The First Ladies
Written by Werner Schwab
Translated by Michael Mitchell
Directed by Zeljko Djukic
The cast includes Dado, Beata Pilch, Nicole Wiesner
Winner of Jeff Citation: Best Actress in a Principal Role: Nicole Wiesner
“Djukic and his three passionate, dedicated actresses collectively forge a twisted kind of kinetic sculpture here, massaging Schwab’s strange prose and spilling its guts all over the floor of the theater.” -Chris Jones, Chicago Tribune
“Trap Door at its most morbidly magnificent…. a once in a lifetime theatrical treasure… You will never see anything like this combination of writing, direction and performance because no one but Trap Door Theatre has the guts and chops to seek out insane genius from relative obscurity and incarnate it with such staggering clarity.” -Venus Zarris, Chicago Stage Review
“Visceral, spell-binding, and indescribably moving, First Ladies is not to be missed. -Laura Kolb, Centerstage
Four stars! “A fiery production.” -John Beer, Time Out Chicago
Recommended! -Keith Griffith, Chicago Reader
Four Stars! “Brilliant…. Flawless…” -Keith Ecker, Chicago Theater Blog
Zeljko Djukic is the artistic director of Chicago’s critically acclaimed Tuta Theatre where he is known for “productions that combine the highest caliber artistic achievement with cogent social and cultural critique” (-Cheryl Black in Slavic and East European Performance). For Tuta, Djukic has directed numerous productions including last season’s Jeff nominated The Wedding, by Bertolt Brecht which is currently enjoying its second run due to popular demand. Last fall he directed Tony Kushner’s Homebody/Kabul at the National Theatre in Belgrade, Serbia.
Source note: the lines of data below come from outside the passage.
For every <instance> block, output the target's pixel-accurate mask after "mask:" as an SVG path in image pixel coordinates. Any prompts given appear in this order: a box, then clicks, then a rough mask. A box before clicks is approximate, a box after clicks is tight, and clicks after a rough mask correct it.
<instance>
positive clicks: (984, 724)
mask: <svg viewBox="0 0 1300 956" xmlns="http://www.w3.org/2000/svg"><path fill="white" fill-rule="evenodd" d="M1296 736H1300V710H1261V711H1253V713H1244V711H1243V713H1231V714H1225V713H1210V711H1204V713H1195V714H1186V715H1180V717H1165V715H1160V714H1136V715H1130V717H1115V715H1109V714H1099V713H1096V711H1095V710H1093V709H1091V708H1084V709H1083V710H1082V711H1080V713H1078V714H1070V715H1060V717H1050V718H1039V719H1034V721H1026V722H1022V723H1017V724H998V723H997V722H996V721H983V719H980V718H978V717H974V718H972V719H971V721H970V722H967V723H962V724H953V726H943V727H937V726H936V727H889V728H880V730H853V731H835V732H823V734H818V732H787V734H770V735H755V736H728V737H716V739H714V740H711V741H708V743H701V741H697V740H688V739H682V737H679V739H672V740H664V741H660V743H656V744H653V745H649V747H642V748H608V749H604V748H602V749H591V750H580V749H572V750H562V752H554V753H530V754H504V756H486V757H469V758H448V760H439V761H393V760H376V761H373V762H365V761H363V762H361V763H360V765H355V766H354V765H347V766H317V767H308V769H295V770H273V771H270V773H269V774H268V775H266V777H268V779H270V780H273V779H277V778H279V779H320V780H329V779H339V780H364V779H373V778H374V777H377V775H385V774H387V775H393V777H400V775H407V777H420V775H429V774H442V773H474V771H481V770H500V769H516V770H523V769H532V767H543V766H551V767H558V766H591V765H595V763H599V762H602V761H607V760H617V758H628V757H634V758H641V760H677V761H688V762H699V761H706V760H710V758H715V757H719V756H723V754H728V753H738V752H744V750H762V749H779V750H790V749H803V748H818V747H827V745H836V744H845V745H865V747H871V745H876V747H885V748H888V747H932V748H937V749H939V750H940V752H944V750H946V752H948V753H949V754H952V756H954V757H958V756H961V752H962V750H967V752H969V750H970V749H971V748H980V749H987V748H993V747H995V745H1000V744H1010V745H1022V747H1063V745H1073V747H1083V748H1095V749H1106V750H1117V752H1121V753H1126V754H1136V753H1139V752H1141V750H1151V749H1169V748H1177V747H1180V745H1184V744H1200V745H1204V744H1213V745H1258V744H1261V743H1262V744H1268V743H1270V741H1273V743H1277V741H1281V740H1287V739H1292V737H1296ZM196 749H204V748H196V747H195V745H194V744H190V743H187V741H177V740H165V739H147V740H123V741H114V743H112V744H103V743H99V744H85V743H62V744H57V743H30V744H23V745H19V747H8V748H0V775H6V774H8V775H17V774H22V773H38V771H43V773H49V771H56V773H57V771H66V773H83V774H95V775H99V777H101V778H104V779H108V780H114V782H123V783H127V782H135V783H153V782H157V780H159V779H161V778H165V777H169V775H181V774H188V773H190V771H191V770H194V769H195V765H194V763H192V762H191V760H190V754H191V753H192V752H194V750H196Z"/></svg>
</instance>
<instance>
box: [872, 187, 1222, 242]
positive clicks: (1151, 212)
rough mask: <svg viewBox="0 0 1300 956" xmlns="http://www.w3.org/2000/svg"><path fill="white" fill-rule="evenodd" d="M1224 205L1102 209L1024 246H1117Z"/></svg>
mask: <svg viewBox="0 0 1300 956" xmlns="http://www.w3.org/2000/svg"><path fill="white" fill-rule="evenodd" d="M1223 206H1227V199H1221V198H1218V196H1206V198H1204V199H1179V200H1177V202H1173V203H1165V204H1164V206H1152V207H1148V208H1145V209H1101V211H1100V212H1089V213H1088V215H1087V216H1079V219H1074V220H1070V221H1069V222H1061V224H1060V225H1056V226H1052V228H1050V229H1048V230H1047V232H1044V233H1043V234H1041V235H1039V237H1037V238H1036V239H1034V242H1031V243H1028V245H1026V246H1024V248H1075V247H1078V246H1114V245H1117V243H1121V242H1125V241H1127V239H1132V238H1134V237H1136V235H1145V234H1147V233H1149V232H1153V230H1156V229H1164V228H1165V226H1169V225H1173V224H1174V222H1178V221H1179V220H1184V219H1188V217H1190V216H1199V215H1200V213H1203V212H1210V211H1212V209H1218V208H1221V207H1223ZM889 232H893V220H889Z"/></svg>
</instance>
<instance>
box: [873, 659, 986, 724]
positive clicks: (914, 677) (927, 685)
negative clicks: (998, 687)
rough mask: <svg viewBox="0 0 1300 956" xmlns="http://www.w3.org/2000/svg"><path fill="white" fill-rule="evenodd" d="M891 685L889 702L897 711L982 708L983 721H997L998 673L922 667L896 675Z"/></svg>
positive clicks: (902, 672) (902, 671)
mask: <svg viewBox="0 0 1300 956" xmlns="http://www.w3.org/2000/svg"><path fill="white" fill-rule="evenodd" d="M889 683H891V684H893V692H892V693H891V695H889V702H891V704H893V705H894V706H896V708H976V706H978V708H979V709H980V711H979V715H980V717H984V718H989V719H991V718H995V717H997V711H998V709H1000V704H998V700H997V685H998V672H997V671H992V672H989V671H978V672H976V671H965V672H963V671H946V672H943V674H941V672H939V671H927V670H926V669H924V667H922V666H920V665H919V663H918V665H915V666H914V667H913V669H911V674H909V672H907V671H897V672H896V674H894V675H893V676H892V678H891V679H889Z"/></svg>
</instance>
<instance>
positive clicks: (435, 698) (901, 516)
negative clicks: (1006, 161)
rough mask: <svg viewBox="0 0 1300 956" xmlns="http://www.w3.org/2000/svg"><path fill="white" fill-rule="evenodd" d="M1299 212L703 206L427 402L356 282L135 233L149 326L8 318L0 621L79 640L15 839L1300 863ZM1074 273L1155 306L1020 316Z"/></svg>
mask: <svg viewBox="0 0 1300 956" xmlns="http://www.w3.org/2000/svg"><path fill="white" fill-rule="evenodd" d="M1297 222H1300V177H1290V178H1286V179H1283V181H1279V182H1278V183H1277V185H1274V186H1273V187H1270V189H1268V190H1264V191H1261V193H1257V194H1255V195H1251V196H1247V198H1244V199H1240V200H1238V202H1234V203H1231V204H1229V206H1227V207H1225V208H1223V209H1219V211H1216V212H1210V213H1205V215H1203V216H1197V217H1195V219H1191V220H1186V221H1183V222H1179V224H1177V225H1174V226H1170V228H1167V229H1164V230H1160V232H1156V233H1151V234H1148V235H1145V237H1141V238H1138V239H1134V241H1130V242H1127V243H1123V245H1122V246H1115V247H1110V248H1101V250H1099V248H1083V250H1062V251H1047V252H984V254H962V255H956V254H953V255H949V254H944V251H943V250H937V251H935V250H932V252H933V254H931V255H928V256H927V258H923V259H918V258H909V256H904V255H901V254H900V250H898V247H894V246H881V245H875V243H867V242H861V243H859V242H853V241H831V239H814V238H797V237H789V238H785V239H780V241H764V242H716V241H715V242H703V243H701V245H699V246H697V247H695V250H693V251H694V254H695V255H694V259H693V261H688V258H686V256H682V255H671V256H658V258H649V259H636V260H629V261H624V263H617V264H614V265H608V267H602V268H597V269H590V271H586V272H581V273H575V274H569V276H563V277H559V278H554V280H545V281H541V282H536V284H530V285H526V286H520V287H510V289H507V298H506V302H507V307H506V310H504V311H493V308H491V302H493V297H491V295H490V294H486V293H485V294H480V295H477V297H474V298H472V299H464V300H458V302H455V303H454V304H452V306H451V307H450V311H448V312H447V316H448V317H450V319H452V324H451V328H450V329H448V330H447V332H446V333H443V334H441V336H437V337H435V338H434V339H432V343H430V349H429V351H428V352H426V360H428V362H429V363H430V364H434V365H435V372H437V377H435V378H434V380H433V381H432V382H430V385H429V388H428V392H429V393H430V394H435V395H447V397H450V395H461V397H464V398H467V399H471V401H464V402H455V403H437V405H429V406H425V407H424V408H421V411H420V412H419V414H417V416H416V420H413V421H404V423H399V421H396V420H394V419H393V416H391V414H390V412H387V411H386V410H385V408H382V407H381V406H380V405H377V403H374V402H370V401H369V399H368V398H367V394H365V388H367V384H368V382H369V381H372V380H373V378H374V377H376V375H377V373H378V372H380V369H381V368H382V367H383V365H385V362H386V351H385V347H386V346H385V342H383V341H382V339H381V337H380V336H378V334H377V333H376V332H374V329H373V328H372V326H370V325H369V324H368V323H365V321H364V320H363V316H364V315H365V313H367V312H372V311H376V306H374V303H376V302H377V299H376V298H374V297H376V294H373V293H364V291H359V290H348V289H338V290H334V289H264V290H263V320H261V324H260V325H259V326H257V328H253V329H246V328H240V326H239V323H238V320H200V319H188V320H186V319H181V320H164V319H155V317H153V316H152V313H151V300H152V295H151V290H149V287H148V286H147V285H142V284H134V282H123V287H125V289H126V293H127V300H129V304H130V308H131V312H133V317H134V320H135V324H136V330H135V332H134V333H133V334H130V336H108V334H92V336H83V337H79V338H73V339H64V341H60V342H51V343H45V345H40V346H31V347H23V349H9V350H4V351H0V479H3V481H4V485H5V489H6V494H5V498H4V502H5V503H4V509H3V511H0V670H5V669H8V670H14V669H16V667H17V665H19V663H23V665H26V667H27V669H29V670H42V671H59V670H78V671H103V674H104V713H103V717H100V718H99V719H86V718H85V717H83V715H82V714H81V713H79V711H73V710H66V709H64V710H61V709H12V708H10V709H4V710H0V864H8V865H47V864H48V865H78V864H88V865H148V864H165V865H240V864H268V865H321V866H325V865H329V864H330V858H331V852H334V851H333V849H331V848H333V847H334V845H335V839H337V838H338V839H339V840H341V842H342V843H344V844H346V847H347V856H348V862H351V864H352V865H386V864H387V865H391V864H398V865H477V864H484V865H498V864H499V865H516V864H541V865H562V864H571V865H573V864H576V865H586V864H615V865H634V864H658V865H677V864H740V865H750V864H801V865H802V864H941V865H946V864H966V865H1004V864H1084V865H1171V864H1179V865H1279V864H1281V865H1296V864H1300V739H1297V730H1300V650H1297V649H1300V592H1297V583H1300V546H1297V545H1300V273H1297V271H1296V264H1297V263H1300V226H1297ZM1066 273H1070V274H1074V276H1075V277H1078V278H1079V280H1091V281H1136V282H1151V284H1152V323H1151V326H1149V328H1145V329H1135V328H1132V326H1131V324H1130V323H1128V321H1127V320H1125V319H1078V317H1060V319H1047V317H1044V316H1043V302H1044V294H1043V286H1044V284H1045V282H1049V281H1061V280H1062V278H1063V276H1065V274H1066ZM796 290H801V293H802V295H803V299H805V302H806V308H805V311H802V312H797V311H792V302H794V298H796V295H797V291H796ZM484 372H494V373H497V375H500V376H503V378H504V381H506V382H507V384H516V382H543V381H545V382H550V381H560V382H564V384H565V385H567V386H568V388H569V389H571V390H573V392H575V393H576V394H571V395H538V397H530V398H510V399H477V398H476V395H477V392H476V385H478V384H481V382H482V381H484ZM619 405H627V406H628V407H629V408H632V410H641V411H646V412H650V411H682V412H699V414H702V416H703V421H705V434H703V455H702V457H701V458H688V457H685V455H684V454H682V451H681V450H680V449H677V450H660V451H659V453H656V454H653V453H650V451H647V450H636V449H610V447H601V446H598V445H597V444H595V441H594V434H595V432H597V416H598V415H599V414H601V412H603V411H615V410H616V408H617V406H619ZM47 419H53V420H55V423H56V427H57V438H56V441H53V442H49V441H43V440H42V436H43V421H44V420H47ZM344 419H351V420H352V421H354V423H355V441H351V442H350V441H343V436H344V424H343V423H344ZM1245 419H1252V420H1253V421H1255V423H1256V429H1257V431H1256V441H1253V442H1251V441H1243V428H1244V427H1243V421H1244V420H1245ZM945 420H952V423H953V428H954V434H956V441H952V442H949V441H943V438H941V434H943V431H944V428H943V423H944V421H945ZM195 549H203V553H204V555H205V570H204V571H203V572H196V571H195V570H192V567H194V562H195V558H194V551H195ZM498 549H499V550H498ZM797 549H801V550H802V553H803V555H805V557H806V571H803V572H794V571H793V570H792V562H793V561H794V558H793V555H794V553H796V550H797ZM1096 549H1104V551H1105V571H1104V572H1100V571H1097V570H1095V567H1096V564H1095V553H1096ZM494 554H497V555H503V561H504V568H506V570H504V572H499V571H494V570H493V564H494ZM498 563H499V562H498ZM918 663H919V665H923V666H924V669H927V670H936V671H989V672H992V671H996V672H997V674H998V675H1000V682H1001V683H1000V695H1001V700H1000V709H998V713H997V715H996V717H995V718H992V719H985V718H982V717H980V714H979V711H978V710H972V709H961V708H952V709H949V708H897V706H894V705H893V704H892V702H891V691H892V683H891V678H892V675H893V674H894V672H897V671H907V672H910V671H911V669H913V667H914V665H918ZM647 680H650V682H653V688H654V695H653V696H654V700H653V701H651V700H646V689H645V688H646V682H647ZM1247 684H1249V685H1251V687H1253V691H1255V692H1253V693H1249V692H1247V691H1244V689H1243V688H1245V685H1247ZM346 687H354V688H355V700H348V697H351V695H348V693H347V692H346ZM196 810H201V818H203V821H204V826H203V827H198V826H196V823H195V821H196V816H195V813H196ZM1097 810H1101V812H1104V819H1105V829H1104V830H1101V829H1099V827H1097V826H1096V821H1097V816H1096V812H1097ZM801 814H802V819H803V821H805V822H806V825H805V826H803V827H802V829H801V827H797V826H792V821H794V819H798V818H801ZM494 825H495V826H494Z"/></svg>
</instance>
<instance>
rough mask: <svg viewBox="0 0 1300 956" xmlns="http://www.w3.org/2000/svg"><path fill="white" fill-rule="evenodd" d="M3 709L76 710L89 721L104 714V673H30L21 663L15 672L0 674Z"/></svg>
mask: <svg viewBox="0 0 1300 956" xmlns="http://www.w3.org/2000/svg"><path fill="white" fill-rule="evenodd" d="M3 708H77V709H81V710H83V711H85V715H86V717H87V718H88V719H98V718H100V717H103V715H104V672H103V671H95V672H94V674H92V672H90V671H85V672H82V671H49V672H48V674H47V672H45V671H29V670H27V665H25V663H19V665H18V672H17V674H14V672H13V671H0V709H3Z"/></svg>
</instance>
Werner Schwab (February 4, 1958 – January 1, 1994) was an Austrian playwright and visual artist. The First Ladies (Die Präsidentinnen) is Schwab’s first play. It premiered at the Theater im Künstlerhaus in Vienna in 1990. Between then and his death four years later he wrote sixteen plays, eight of which were produced during his lifetime, making his career one of the briefest, most spectacular and most controversial in contemporary German-language theatre. Schwab’s style of writing provocatively makes use of grotesque imagery, distorted linguistic tone and bizarre plots. Trap Door’s last production of a Schwab play was 2005’s award-winning production of People Annihilation or My Liver is Senseless directed by Tracy Letts.